Centril commented 6 years ago

SGTM 👍

lloydmeta commented 6 years ago

I just have strong opinions on this topic

Awesome, and definitely welcome :)

I'm also + 💯 on all of these proposals to make frunk more ergonomic to use. From my side, the reason why these didn't exist is simple: I simply did not know/think about these techniques.

ExpHP commented 6 years ago

I ran into a problem:

list.as_ref().map(|x| x.clone())

Today, this works by having as_ref produce an &HCons, and having impl HMappable for &HCons. However, it will be impossible to define map as an inherent method on both HCons and &HCons receivers. Unfortunately this will be a huge leak in the abstraction IMO if map can always be called on plain HLists, but requires a trait to be called on borrows.

I was going to suggest possibly changing the output type of as_ref to something else (like Hlist!(&A, &B, &C, ...) or pub struct HRef<'a, H, Tail>(pub &'a HCons<H, Tail>);). However, such an idea would be a complete nonstarter here, because that as_ref method actually comes from the AsRef trait. Overriding it and changing the type would not only be a terrible idea in every way imaginable; but it would also destroy something beautiful.

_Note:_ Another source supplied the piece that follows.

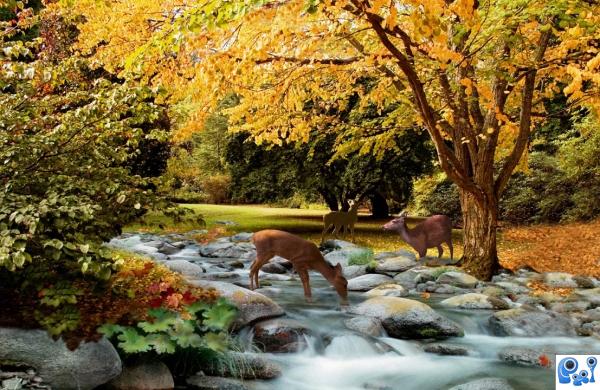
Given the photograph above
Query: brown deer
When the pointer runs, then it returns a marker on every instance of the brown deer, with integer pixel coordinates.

Hm, here's perhaps a better idea: Simply don't add inherent methods for mapand fold, and instead just put these traits into a prelude.

There are still plenty of other methods (get, pluck, inject, etc.) that will be able to reap the benefits of becoming inherent methods, and there's also a fairly clear and intuitive line drawn for when traits need to be imported (basically whenever you need to use functions).